Thank you for talking about autologous cell therapies in the last session. So this is how it works. A CT scan, these are the cells growing and we machine the scaffold into the correct shape, infuse the scaffold with the cells and that’s our bioreactors. Cells are getting fed and in three weeks, we’ve got the piece of bone. So if you’ve got a piece of living human bone as opposed to synthetic implants or cadaver parts or even cutting a piece of bone out of one part of your body and putting it in another, these are the main competitive products to what our product will someday be. We think that EpiBone is better for three reasons. Firstly, because there’s a perfect fit; it’s in the correct size and shape. Secondly, because it’s from your own cells there’s no chance of rejection. And thirdly, because it’s alive and can continue to remodel and grow along with you.

So here’s some science. We’re at the preclinical stage. We’ve tested our bones in pigs up until now and you can see after three months and six months that the EpiBone graft connects and really integrates with the host tissue after six months. And we’ve talked about vascularization in the last session. One thing that’s interesting is that even though we’re not vascularizing the tissues while we grow them in the lab, after implantation we saw these beautiful lumens, okay? And to Ryan’s point in the last session, we stained those lumens to see are they in fact lined by endothelial cells? Yes. That means they’re blood vessels. But are they filled with blood? Yes. So we saw this beautiful example that if we grow the bones in the lab, because of the stem cells that are used to engineer these bones, they actually get new blood vessels infiltrating them post implantation, which is super exciting.

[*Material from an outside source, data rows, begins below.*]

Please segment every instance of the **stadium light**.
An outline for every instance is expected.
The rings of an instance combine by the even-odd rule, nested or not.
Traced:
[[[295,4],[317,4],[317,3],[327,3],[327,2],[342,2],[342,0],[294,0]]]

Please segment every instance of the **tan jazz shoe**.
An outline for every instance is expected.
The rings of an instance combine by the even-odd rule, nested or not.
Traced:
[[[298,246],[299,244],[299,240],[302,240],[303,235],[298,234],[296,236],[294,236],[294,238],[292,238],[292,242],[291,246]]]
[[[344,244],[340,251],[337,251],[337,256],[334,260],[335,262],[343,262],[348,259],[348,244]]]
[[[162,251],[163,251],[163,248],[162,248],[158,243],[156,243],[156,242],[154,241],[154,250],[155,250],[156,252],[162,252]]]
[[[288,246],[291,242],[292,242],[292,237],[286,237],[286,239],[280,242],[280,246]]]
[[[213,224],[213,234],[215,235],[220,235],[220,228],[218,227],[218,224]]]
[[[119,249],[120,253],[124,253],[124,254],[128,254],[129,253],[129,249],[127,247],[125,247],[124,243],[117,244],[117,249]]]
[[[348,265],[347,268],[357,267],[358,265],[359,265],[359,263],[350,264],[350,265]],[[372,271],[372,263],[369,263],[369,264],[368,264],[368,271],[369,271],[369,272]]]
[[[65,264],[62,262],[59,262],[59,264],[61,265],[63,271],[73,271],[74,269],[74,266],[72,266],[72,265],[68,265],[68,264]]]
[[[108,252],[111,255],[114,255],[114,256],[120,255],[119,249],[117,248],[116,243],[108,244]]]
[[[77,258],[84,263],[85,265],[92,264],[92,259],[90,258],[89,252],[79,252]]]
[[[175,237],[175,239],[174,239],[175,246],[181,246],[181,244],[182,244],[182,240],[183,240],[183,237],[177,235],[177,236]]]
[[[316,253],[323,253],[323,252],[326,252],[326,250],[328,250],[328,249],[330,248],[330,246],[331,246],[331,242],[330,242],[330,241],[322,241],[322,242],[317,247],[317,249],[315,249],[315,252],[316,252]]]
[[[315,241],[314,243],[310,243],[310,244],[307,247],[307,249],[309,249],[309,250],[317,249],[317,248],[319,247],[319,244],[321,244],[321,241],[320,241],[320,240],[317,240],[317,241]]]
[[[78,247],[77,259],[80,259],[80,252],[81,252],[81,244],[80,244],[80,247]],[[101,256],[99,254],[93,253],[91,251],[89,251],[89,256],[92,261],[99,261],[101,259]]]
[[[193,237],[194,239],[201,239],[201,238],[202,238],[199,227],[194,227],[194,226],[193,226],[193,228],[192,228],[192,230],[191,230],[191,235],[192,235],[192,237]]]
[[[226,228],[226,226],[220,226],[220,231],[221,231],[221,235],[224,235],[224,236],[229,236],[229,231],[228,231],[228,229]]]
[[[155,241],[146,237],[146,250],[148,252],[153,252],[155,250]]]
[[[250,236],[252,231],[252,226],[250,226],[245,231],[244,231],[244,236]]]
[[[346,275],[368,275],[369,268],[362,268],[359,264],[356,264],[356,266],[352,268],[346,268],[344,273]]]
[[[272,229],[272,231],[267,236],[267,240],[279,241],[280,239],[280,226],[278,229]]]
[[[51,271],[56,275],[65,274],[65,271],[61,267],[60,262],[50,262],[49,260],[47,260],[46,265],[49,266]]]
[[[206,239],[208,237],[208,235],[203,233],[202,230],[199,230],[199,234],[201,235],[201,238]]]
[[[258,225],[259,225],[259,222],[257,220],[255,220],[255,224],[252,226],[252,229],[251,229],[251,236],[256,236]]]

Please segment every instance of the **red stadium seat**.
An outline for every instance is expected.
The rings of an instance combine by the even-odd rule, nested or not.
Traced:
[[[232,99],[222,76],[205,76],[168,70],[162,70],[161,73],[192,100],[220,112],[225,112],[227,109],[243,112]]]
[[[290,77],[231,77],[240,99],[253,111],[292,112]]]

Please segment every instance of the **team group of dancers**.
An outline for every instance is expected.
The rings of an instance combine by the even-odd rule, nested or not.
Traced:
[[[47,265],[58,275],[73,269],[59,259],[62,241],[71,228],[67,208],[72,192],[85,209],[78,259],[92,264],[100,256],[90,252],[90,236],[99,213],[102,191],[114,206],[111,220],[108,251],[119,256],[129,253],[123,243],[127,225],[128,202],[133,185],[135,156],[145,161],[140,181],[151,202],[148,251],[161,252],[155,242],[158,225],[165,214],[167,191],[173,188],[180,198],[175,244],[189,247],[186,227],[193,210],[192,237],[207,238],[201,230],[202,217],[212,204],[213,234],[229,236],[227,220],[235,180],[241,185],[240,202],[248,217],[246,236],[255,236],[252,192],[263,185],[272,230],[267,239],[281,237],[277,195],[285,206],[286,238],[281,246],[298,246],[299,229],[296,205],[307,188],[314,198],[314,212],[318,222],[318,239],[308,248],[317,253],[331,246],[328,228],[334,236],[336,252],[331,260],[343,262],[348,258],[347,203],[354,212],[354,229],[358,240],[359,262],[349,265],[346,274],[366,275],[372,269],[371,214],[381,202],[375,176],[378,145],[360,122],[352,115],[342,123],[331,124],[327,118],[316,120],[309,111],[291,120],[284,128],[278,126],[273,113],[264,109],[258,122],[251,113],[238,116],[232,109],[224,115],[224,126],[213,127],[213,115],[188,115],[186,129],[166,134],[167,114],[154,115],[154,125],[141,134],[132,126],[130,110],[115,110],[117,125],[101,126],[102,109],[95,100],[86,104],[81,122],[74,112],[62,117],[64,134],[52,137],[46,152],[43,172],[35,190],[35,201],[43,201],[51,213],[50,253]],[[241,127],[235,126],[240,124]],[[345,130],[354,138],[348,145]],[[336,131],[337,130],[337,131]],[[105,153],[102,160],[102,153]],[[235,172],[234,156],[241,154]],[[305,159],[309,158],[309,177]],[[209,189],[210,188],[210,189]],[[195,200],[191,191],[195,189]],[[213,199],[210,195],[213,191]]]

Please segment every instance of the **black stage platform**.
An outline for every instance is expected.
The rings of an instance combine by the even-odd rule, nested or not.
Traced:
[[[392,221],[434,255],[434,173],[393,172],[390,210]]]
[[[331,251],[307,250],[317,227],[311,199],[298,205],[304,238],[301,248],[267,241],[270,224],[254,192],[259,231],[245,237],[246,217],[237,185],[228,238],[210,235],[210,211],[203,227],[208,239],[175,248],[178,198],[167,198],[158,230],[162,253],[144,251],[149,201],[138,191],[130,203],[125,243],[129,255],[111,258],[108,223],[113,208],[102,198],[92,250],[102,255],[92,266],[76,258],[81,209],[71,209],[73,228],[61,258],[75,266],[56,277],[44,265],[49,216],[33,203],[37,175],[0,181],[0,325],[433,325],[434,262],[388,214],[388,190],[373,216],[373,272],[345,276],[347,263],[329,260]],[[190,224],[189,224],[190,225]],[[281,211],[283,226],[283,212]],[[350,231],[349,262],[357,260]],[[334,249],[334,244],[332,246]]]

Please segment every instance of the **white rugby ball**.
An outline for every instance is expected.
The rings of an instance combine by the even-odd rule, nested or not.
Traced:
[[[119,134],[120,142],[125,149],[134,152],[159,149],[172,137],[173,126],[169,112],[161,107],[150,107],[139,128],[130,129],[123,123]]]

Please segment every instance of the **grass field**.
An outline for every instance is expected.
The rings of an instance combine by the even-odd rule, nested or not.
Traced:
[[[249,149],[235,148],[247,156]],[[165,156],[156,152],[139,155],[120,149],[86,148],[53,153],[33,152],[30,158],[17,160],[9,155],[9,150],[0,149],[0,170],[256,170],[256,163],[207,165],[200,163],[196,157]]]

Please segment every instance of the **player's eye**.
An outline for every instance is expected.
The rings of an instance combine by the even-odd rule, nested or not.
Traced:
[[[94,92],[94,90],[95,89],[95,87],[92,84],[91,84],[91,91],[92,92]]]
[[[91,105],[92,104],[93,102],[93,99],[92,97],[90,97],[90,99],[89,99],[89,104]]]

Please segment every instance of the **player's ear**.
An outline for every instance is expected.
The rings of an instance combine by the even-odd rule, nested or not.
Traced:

I’m out of time so I’ll just tell you that, well, we’re a Breakout Labs company. They were our first investors. Exciting. But we’ve just closed last fall on $4.2 million dollars. We did a friends and family round in which the New York City investment fund actually participated. We have a new lab in Harlem. We’re super excited and I’d love to continue the conversation with anyone here in the audience with how we may work together. Thank you so much for your time.